MISSOULA, Mont.
-- The words of Jon Tester's acceptance speech Tuesday night were the
words of
a uniter. Just before eleven o'clock the farmer from Big Sandy jumped up
before a
fire-hazard-sized crowd in Missoula, now as Montana's democratic candidate for the U.S.
Senate. With
a 61 percent mandate from the state's democratic voters he went on to
praise
his top opponents, centrist John Morrison and green candidate Paul
Richards,
and called for integrity and honesty to return to the Montana office.
W hen a politician like Burns uses those words you know
he's lying. When a Montana farmer like Tester says it you know
he's pissed
and telling the truth.
People
in the audience whispered the words Mansfield and Metcalf.
Word
spread threw the crowd that all eyes were on Montana to figure out how to beat the
Republicans.
Because
Montana was about to do it with Jon Tester.

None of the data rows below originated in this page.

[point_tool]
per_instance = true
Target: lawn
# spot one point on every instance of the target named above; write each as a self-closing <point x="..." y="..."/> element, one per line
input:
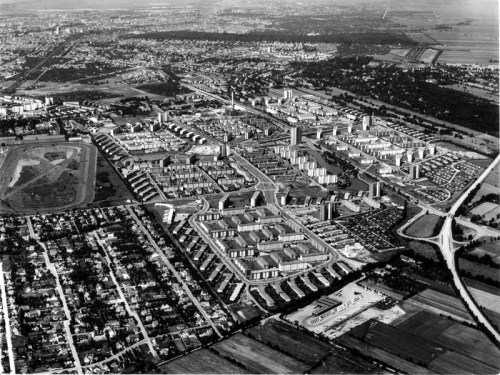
<point x="425" y="227"/>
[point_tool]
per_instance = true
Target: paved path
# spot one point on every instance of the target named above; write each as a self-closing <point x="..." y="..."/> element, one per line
<point x="8" y="334"/>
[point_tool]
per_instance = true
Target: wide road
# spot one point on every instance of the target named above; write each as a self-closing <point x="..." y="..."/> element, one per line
<point x="448" y="250"/>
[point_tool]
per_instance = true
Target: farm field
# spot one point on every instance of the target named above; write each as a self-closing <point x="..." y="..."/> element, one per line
<point x="345" y="363"/>
<point x="424" y="227"/>
<point x="49" y="177"/>
<point x="488" y="300"/>
<point x="396" y="341"/>
<point x="433" y="341"/>
<point x="470" y="342"/>
<point x="485" y="94"/>
<point x="454" y="363"/>
<point x="477" y="269"/>
<point x="258" y="358"/>
<point x="485" y="209"/>
<point x="485" y="190"/>
<point x="442" y="331"/>
<point x="201" y="362"/>
<point x="424" y="324"/>
<point x="386" y="357"/>
<point x="290" y="340"/>
<point x="439" y="303"/>
<point x="490" y="248"/>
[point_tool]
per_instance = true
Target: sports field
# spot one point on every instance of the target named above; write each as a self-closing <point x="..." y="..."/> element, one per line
<point x="43" y="178"/>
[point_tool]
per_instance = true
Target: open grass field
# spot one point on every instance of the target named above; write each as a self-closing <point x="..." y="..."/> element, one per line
<point x="290" y="340"/>
<point x="484" y="209"/>
<point x="258" y="358"/>
<point x="439" y="303"/>
<point x="201" y="362"/>
<point x="423" y="227"/>
<point x="490" y="248"/>
<point x="50" y="177"/>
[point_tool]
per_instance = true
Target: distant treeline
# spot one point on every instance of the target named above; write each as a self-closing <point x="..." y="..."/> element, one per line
<point x="276" y="36"/>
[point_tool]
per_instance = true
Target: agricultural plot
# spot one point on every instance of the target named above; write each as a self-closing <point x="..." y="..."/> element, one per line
<point x="398" y="342"/>
<point x="344" y="363"/>
<point x="477" y="269"/>
<point x="202" y="362"/>
<point x="56" y="176"/>
<point x="391" y="359"/>
<point x="298" y="344"/>
<point x="258" y="358"/>
<point x="424" y="324"/>
<point x="453" y="363"/>
<point x="486" y="210"/>
<point x="423" y="227"/>
<point x="485" y="299"/>
<point x="478" y="355"/>
<point x="439" y="303"/>
<point x="472" y="343"/>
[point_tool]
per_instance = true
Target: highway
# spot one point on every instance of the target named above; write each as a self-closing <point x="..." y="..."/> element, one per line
<point x="446" y="244"/>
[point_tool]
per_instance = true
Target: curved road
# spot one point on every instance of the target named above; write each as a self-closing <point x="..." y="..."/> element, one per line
<point x="448" y="250"/>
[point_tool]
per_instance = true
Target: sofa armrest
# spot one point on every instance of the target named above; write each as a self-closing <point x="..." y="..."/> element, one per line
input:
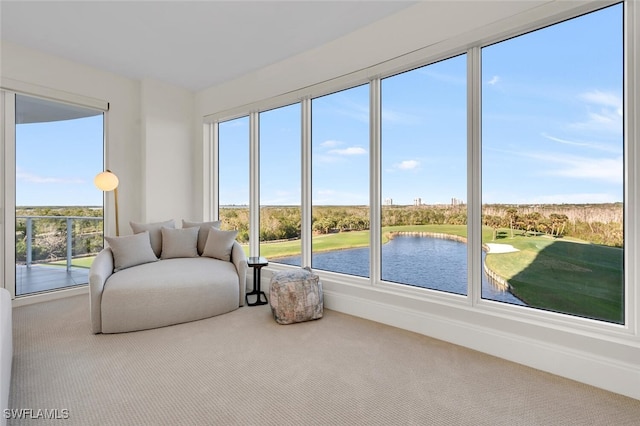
<point x="101" y="270"/>
<point x="239" y="259"/>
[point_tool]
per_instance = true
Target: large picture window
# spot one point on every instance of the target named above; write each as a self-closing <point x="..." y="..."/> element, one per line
<point x="516" y="146"/>
<point x="424" y="179"/>
<point x="553" y="166"/>
<point x="280" y="176"/>
<point x="233" y="173"/>
<point x="340" y="180"/>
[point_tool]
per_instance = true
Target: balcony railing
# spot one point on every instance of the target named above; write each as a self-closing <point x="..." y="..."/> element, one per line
<point x="51" y="245"/>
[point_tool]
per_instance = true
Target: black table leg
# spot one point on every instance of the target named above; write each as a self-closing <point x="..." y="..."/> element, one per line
<point x="256" y="289"/>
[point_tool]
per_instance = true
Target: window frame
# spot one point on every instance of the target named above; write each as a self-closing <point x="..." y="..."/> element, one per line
<point x="470" y="44"/>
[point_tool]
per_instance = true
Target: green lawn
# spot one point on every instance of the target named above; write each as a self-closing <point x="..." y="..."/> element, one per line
<point x="81" y="262"/>
<point x="564" y="276"/>
<point x="559" y="275"/>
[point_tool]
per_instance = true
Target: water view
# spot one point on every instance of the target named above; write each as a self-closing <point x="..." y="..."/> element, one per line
<point x="440" y="264"/>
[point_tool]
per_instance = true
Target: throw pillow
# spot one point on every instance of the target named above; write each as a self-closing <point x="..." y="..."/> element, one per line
<point x="131" y="250"/>
<point x="155" y="233"/>
<point x="179" y="243"/>
<point x="203" y="233"/>
<point x="219" y="244"/>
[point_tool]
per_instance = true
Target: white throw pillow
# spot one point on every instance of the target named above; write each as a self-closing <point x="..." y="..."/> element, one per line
<point x="219" y="244"/>
<point x="131" y="250"/>
<point x="155" y="233"/>
<point x="179" y="243"/>
<point x="203" y="233"/>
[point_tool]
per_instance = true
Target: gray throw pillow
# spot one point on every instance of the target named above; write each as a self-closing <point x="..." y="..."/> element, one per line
<point x="219" y="244"/>
<point x="179" y="243"/>
<point x="155" y="233"/>
<point x="203" y="233"/>
<point x="131" y="250"/>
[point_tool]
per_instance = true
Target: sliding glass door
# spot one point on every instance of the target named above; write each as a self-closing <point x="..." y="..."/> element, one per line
<point x="58" y="216"/>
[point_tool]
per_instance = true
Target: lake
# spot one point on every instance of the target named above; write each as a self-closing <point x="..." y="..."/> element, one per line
<point x="426" y="262"/>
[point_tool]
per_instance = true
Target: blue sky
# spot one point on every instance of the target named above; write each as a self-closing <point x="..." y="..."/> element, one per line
<point x="57" y="161"/>
<point x="551" y="131"/>
<point x="551" y="127"/>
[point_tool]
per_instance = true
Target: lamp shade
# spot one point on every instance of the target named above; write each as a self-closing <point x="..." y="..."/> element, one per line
<point x="106" y="181"/>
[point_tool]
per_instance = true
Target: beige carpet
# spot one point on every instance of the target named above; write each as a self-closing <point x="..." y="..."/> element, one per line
<point x="243" y="368"/>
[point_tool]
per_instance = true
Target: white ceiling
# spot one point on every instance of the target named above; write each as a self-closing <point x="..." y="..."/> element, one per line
<point x="192" y="44"/>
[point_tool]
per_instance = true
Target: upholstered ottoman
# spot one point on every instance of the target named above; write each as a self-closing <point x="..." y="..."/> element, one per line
<point x="296" y="296"/>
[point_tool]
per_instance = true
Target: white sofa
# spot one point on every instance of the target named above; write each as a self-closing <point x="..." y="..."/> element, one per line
<point x="6" y="349"/>
<point x="167" y="289"/>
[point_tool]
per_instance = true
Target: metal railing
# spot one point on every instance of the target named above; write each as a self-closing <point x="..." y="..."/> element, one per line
<point x="69" y="235"/>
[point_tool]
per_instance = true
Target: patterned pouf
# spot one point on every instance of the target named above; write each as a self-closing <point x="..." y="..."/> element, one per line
<point x="296" y="296"/>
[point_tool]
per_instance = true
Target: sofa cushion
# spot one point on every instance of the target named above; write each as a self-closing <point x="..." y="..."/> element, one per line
<point x="131" y="250"/>
<point x="219" y="244"/>
<point x="203" y="231"/>
<point x="179" y="243"/>
<point x="168" y="292"/>
<point x="155" y="232"/>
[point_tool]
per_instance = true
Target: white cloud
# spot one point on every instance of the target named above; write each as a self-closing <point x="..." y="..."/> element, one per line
<point x="408" y="165"/>
<point x="352" y="150"/>
<point x="607" y="117"/>
<point x="590" y="145"/>
<point x="330" y="144"/>
<point x="33" y="178"/>
<point x="577" y="167"/>
<point x="390" y="115"/>
<point x="603" y="98"/>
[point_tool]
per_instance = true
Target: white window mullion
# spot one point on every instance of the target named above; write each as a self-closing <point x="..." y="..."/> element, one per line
<point x="631" y="137"/>
<point x="305" y="140"/>
<point x="8" y="210"/>
<point x="474" y="185"/>
<point x="210" y="171"/>
<point x="254" y="184"/>
<point x="375" y="202"/>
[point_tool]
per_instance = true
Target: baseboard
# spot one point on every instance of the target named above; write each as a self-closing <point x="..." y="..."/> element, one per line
<point x="50" y="295"/>
<point x="605" y="373"/>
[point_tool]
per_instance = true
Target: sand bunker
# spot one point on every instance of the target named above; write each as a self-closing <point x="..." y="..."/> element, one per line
<point x="501" y="248"/>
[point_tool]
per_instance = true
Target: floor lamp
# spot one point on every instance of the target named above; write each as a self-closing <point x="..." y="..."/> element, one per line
<point x="107" y="181"/>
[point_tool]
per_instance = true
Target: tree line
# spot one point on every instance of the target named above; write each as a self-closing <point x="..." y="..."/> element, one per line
<point x="49" y="235"/>
<point x="597" y="223"/>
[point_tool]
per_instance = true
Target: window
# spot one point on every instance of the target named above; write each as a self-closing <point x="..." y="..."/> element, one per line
<point x="59" y="213"/>
<point x="280" y="185"/>
<point x="424" y="179"/>
<point x="553" y="167"/>
<point x="547" y="195"/>
<point x="233" y="172"/>
<point x="340" y="181"/>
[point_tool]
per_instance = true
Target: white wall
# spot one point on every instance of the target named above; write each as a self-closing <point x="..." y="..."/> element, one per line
<point x="602" y="356"/>
<point x="167" y="137"/>
<point x="150" y="131"/>
<point x="123" y="119"/>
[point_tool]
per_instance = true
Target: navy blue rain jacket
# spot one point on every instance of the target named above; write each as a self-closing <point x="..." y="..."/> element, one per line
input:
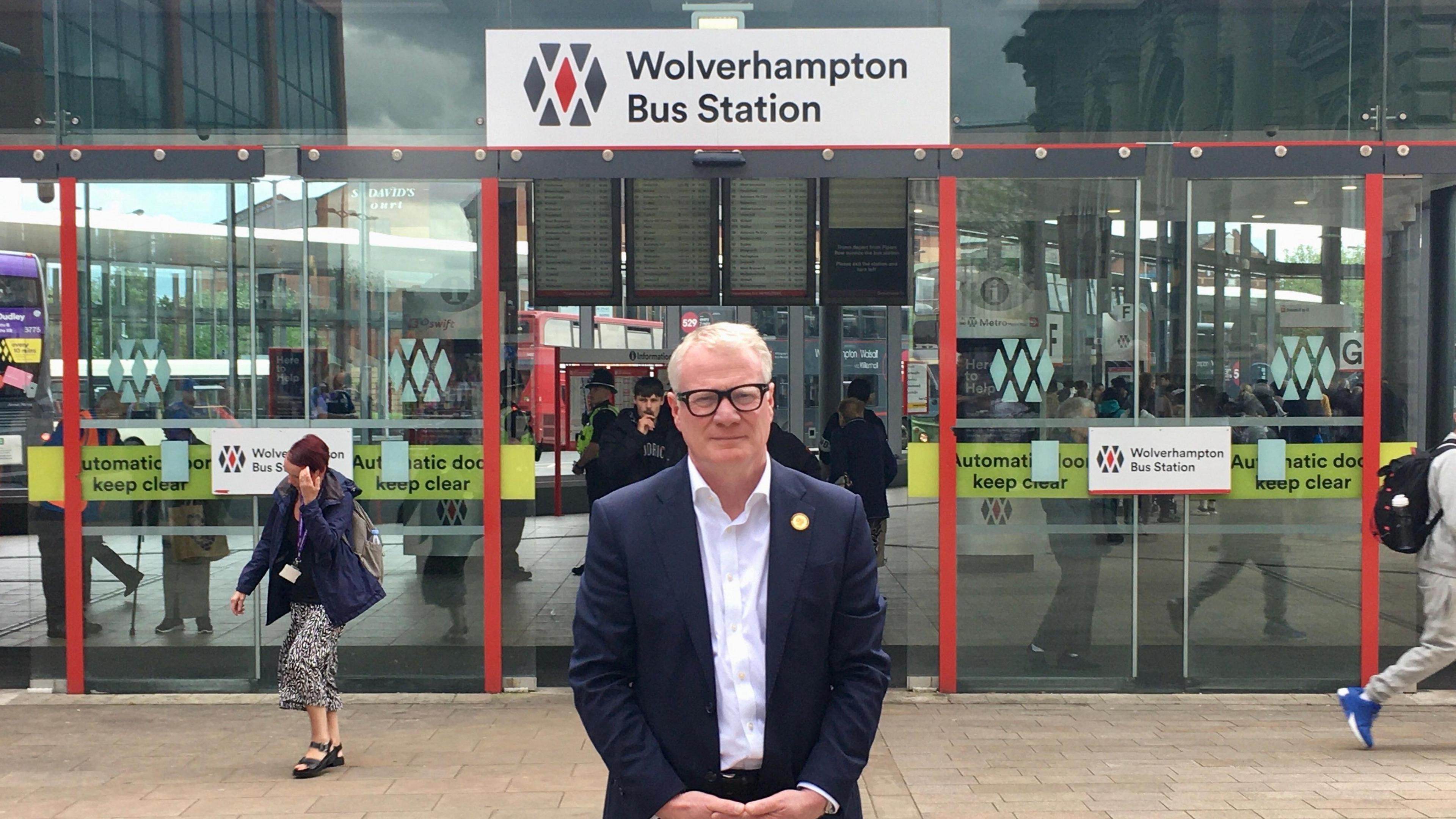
<point x="346" y="588"/>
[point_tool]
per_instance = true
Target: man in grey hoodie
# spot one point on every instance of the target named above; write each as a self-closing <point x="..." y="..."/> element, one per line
<point x="1436" y="576"/>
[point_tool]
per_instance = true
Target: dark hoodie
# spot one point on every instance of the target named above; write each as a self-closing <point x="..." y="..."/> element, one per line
<point x="629" y="457"/>
<point x="343" y="585"/>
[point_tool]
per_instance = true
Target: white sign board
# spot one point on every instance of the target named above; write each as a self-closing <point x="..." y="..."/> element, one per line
<point x="248" y="461"/>
<point x="1159" y="460"/>
<point x="710" y="88"/>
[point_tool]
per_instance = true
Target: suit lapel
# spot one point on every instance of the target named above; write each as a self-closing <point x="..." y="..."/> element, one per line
<point x="676" y="531"/>
<point x="788" y="551"/>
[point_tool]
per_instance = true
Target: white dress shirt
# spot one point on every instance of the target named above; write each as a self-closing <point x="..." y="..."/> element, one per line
<point x="736" y="573"/>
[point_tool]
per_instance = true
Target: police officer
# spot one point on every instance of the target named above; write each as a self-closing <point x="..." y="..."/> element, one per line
<point x="601" y="413"/>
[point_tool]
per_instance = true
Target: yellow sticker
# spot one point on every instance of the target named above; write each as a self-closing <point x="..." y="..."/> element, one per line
<point x="21" y="350"/>
<point x="1004" y="470"/>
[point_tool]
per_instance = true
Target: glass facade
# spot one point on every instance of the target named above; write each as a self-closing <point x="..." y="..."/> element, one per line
<point x="386" y="308"/>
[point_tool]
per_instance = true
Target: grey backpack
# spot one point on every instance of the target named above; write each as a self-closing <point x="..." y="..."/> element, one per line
<point x="366" y="543"/>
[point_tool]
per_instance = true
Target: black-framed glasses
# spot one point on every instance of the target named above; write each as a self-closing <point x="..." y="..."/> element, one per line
<point x="704" y="403"/>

The view from the floor included ranch grandmothers, some
progressives, young
Montanans, even some hippies; all ecstatic in a standing-room only,
armpit in
your face, two-arms up shout fest. The friction and movement of it all
had the
room at about a 117 degree temperature and this onlooker was pretty
sure that
the cocktail lounge in the Holiday Inn was going to go up in a Great
White-esque fire storm. Pour another martini on it people! Tester had
just won
what was projected to be a race to close to call.
Unless
you were a Montana voter.
The
Tester surge began a few weeks ago. Some say it was the now-famous
Flat-top
commercial, others contend it was the Morrison-affair scandal. It
doesn't hurt
that he's a common-sense Montana farmer squaring off against the
fraudulent fat-cat Conrad Burns.
But when it really gets down to it, this country-boy Tester ran a
shrewd
campaign reaching out to diverse age groups. He can shoot from the hip
when
debating, and can look the voters square in the eye when he talks about
a
particular issue from his platform.
Burns waited just fifteen minutes before attacking
Tester on the issues of gay
marriage and flag burning. Tester coolly responded that he doesn't
support a
ban on either on grounds of personal freedom and expression,
time-honored Montana traditions.
Let
the games begin. And look for the moderate Republicans to vote Democrat.
Lowbagger.org will continue to monitor the Tester campaign.